VideoA11y addresses a critical gap in video accessibility by leveraging advanced AI and professionally curated guidelines. Its scalable method and comprehensive dataset enable the creation of high-quality video descriptions tailored to BLV users. User evaluations confirmed its superior performance over human-generated descriptions, making it a transformative tool for inclusive content.

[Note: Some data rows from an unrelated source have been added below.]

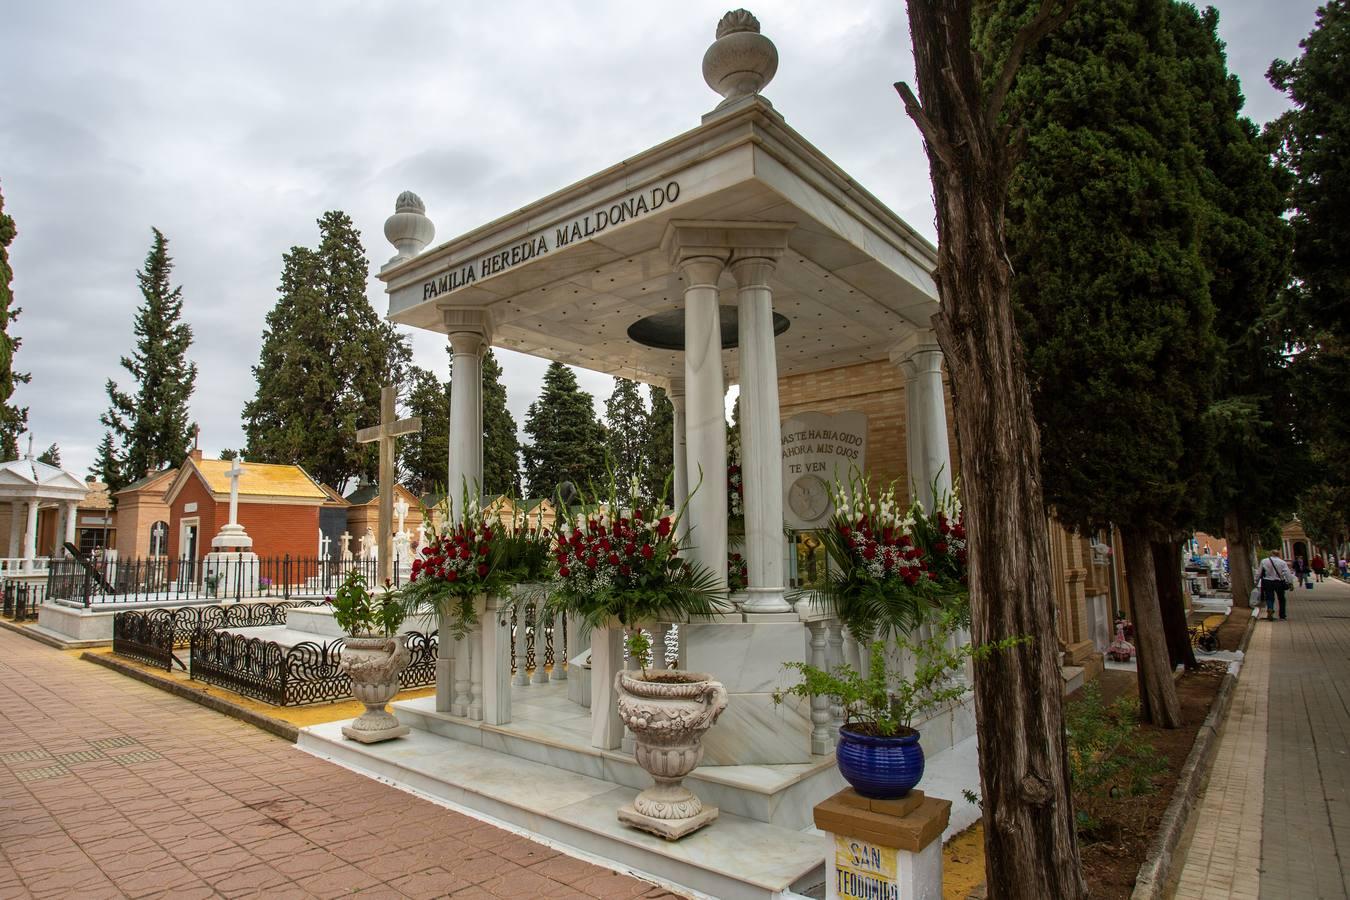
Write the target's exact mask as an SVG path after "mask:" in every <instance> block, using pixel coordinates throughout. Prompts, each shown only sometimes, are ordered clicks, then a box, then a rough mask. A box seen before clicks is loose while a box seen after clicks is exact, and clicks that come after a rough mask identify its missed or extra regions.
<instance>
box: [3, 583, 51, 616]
mask: <svg viewBox="0 0 1350 900" xmlns="http://www.w3.org/2000/svg"><path fill="white" fill-rule="evenodd" d="M46 594H47V590H46V586H45V584H34V583H31V582H12V580H8V579H5V582H4V586H3V587H0V596H3V600H0V603H3V604H4V617H5V618H7V619H14V621H15V622H27V621H34V619H36V618H38V607H39V606H42V599H43V598H45V596H46Z"/></svg>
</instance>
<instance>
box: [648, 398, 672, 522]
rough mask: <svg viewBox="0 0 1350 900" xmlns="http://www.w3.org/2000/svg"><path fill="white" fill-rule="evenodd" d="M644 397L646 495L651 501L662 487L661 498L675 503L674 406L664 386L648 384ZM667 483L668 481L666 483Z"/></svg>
mask: <svg viewBox="0 0 1350 900" xmlns="http://www.w3.org/2000/svg"><path fill="white" fill-rule="evenodd" d="M647 398H648V401H649V402H651V412H649V413H648V414H647V434H645V439H644V440H645V443H647V470H645V471H644V472H643V478H644V480H645V491H647V498H648V499H652V501H655V499H656V498H659V497H660V494H661V490H663V488H664V490H666V497H664V501H666V502H667V503H674V502H675V497H674V494H675V479H674V475H672V474H674V471H675V406H674V403H671V398H670V397H668V395H667V394H666V389H664V387H656V386H655V385H651V386H648V389H647ZM667 482H668V484H667Z"/></svg>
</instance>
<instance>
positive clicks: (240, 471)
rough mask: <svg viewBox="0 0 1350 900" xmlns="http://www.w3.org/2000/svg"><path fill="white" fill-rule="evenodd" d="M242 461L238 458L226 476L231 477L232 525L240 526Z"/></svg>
mask: <svg viewBox="0 0 1350 900" xmlns="http://www.w3.org/2000/svg"><path fill="white" fill-rule="evenodd" d="M240 463H242V460H240V459H239V457H238V456H236V457H235V463H234V466H231V467H229V468H228V470H227V471H225V475H228V476H229V524H231V525H239V476H240V475H243V474H244V467H243V466H242V464H240Z"/></svg>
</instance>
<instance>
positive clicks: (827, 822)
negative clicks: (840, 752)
mask: <svg viewBox="0 0 1350 900" xmlns="http://www.w3.org/2000/svg"><path fill="white" fill-rule="evenodd" d="M813 812H814V818H815V827H817V828H819V830H821V831H826V833H829V835H830V838H832V847H830V849H829V850H828V851H826V854H825V896H826V899H828V900H837V899H844V897H904V899H906V900H941V897H942V831H944V830H945V828H946V823H948V819H949V818H950V814H952V801H950V800H942V799H938V797H929V796H925V795H923V792H922V791H910V793H909V795H907V796H904V797H900V799H899V800H869V799H867V797H864V796H860V795H859V793H857V792H856V791H853V788H845V789H844V791H840V792H838V793H836V795H834V796H833V797H830V799H829V800H825V801H823V803H819V804H817V806H815V808H814V811H813Z"/></svg>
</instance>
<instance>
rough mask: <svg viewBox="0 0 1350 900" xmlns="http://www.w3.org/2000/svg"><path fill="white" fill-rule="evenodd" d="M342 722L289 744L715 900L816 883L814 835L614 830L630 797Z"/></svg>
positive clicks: (353, 768)
mask: <svg viewBox="0 0 1350 900" xmlns="http://www.w3.org/2000/svg"><path fill="white" fill-rule="evenodd" d="M343 725H346V722H329V723H324V725H316V726H311V727H306V729H301V731H300V738H298V741H297V742H296V746H297V748H300V749H301V750H304V752H306V753H312V754H315V756H317V757H321V758H325V760H331V761H333V762H338V764H339V765H344V766H347V768H350V769H354V770H356V772H360V773H365V775H367V776H370V777H375V779H381V780H387V781H393V783H394V784H398V785H401V787H405V788H408V789H412V791H416V792H418V793H423V795H427V796H431V797H435V799H439V800H443V801H447V803H450V804H454V806H456V807H460V808H464V810H467V811H470V812H477V814H481V815H483V816H489V818H490V819H495V820H498V822H504V823H508V824H510V826H516V827H518V828H524V830H526V831H529V833H531V834H533V835H539V837H543V838H545V839H548V841H552V842H555V843H556V845H560V846H562V847H566V849H571V850H574V851H580V853H582V854H591V855H594V857H599V858H601V860H605V861H610V862H613V864H616V865H618V866H621V868H629V869H630V870H633V872H636V873H639V874H648V876H655V877H656V878H657V880H661V881H666V882H668V884H672V885H676V887H679V888H683V889H686V891H694V892H698V893H699V895H705V896H709V897H720V899H722V900H741V899H747V900H749V899H753V900H771V899H775V897H782V896H783V895H784V893H786V892H790V891H794V889H803V888H807V887H811V885H815V884H819V882H821V881H823V862H825V854H826V851H829V850H830V849H832V847H830V845H829V841H828V838H826V837H825V835H822V834H809V833H805V831H798V830H791V828H783V827H779V826H774V824H768V823H764V822H756V820H753V819H747V818H744V816H738V815H734V814H732V812H729V811H726V810H722V811H721V818H718V819H717V822H714V823H713V824H710V826H707V827H705V828H702V830H701V831H697V833H694V834H691V835H688V837H686V838H683V839H680V841H675V842H670V841H664V839H661V838H657V837H655V835H649V834H647V833H644V831H637V830H634V828H629V827H628V826H624V824H620V822H618V816H617V811H618V808H620V807H621V806H624V804H626V803H630V801H632V800H633V797H634V796H637V791H636V789H633V788H630V787H626V785H620V784H613V783H610V781H605V780H601V779H595V777H590V776H586V775H579V773H576V772H571V770H567V769H562V768H558V766H552V765H547V764H543V762H535V761H531V760H524V758H521V757H516V756H510V754H506V753H499V752H495V750H490V749H486V748H483V746H475V745H472V743H467V742H464V741H458V739H454V738H450V737H443V735H439V734H432V733H429V731H424V730H420V729H413V731H412V734H409V735H408V737H404V738H397V739H394V741H386V742H383V743H373V745H365V743H355V742H352V741H346V739H343V737H342V726H343Z"/></svg>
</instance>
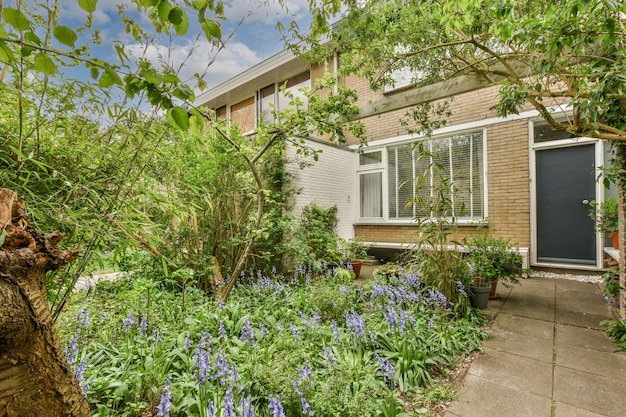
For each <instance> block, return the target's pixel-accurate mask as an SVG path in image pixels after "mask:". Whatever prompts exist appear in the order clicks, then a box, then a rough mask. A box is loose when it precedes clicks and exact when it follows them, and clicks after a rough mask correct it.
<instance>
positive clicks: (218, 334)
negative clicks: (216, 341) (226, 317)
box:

Future work will explore personalization, such as adapting descriptions to individual preferences and integrating inline descriptions that seamlessly fit video pacing. These advancements will ensure that VideoA11y continues to lead in video accessibility, creating a richer experience for BLV users and setting a new standard in inclusive technology.

Sample Videos

Below are a few videos from the VideoA11y-40K dataset with revised descriptions using VideoA11y.

Video #1

Video ID: FveaOFL7eOs

VideoA11y: A person in a white protective beekeeping suit inspects a large rectangular honeycomb frame. The frame is mostly covered with a pattern of hexagonal cells, some filled with honey, while others are empty. The beekeeper holds the frame with both hands, examining it closely. Bees crawl across the surface, their buzzing audible. Text on the screen questions the absence of eggs or larvae in the brood chamber.

Video #2

Video ID: jjOqzXCwDec

VideoA11y: A tabby cat peeks through a small, square pet door built into a glass patio door, then steps out onto a brick patio. The scene shifts to the cat confidently striding towards the camera. Subsequent frames show the brand name 'SUREFLAP' in bold white letters on a blue background, followed by the slogan 'SureFlap pets are happy pets' in white script.

Video #3

Video ID: ucaCmhNo78k

VideoA11y: The video demonstrates the preparation of a cheesy hash brown casserole. The cook starts by greasing a clear glass baking dish. Cream of chicken soup is poured into the dish, followed by the addition of melted margarine. The cook then sprinkles shredded Colby cheese into the mixture. After each ingredient is added, the cook mixes them thoroughly. Diced onions are scattered over the mixture, seasoned with salt and black pepper, and stirred in. Finally, shredded hash browns are combined with the rest of the ingredients. The cook ensures an even distribution of all components before transferring the dish to the oven to bake until golden brown. The finished casserole is served on a plate, showcasing a crispy golden top with a creamy, cheesy interior.